Der Repressionswahn macht sogar vor dem fernen Madrid nicht halt. Dort wurde eine Veranstaltung verboten, die sich am Sonntag mit dem Selbstbestimmungsrecht beschäftigen wollte. Gegen das Verbot des Richters José Yuste Bastarreche geht auch die linke Bürgermeisterin Manuela Carmena juristisch vor. Die Verantwortliche in der Stadtverwaltung findet zum Verbot klare Worte: "Es bedeutet, dass wir praktisch in einer Diktatur leben", sagte Rommy Arce. Angesetzt wurde von den Veranstaltern nun als Ersatz eine Veranstaltung für Meinungsfreiheit, Demokratie und Recht auf Selbstbestimmung.

Sicher freuen sich die Veranstalter über die ungeahnte Werbung und vermutlich wird der "Matadero" (Schlachthof) am Sonntagmittag nun aus allen Nähten platzen, da es auch in Madrid viele Menschen gibt, die sich keinen Maulkorb verpassen lassen werden. So hat auch die Stadtverwaltung angekündigt, alle juristischen Schritte zu unternehmen, um das Verbot - das ebenfalls auf Antrag der PP erwirkt wurde - wieder zu kippen.

Aber auch dieser Vorgang zeigt letztlich erneut, was von der Unabhängigkeit der spanischen Justiz zu halten ist. Der Richter hätte wegen Befangenheit nie darüber urteilen dürfen, denn er hat ein Manifest gegen das katalanische Selbstbestimmungsrecht unterschrieben, mit dem "das Zusammenleben unter Spaniern zerstört" werden solle.

Dass er auch schon über die Bürgermeisterin Carmena herzog, die angeblich kein "präsentables Aussehen" hätte, sagt eigentlich auch schon sehr viel.
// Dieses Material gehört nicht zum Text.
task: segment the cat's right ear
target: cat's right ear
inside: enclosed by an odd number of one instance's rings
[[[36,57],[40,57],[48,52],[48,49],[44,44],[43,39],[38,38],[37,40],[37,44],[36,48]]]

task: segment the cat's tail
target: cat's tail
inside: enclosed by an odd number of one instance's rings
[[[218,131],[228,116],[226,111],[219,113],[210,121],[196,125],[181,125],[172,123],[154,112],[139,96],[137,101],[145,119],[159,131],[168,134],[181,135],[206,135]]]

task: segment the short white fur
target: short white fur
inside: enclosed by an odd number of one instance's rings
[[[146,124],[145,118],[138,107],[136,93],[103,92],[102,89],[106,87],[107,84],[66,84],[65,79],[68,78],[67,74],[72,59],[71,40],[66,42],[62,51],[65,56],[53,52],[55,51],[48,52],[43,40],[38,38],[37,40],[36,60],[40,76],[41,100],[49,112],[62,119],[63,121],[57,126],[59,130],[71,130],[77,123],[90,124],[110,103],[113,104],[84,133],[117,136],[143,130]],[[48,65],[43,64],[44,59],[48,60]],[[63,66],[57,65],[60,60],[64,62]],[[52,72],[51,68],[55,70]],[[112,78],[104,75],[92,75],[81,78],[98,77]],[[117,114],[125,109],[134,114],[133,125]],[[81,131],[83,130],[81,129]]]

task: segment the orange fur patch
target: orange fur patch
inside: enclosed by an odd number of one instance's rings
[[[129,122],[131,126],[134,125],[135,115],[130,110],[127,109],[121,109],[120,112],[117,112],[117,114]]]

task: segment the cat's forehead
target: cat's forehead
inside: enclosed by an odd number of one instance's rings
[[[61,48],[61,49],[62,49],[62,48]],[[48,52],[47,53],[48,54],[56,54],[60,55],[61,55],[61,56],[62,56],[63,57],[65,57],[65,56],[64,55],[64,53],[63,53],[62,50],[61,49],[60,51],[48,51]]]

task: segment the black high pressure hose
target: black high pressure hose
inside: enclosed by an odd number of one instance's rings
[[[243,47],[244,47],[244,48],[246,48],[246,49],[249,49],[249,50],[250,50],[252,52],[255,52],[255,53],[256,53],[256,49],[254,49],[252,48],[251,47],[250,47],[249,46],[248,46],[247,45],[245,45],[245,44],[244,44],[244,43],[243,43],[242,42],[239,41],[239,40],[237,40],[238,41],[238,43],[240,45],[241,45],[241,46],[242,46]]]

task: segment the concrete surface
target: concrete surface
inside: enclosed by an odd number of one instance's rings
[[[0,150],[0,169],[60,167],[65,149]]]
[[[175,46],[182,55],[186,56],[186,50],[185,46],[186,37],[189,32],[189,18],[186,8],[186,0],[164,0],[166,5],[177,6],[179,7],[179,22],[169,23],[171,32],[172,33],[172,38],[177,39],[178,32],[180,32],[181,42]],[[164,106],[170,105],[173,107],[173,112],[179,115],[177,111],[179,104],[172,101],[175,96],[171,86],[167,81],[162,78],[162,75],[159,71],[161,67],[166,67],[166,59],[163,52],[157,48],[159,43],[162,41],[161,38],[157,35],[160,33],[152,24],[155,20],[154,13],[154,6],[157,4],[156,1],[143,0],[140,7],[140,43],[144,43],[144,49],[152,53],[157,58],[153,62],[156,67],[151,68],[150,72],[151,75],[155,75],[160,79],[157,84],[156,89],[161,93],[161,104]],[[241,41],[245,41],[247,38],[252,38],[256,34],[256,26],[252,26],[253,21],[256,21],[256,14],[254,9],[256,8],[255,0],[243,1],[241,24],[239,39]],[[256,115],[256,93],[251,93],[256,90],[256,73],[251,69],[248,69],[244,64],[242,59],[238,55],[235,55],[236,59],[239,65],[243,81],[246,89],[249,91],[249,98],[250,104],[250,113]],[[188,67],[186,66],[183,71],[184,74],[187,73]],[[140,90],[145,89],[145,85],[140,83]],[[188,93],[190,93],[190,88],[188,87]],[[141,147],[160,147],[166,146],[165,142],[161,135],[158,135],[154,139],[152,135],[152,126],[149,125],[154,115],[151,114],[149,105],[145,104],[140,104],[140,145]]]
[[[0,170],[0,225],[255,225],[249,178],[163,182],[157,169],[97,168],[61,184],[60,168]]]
Um über Fragen zu urteilen, die in Zusammenhang von Entscheidungen der Stadtverwaltung der linken Bürgerkandidatur Ahora Madrid (Jetzt Madrid) stehen, hatte er sich ohnehin längst disqualifiziert. "Wenn ich daran denke, dass solch eine Truppe nun unsere Städte regiert", schrieb er nach dem Wahlsieg vieler linker Kandidaturen bei den Kommunalwahlen wie in Madrid und Barcelona.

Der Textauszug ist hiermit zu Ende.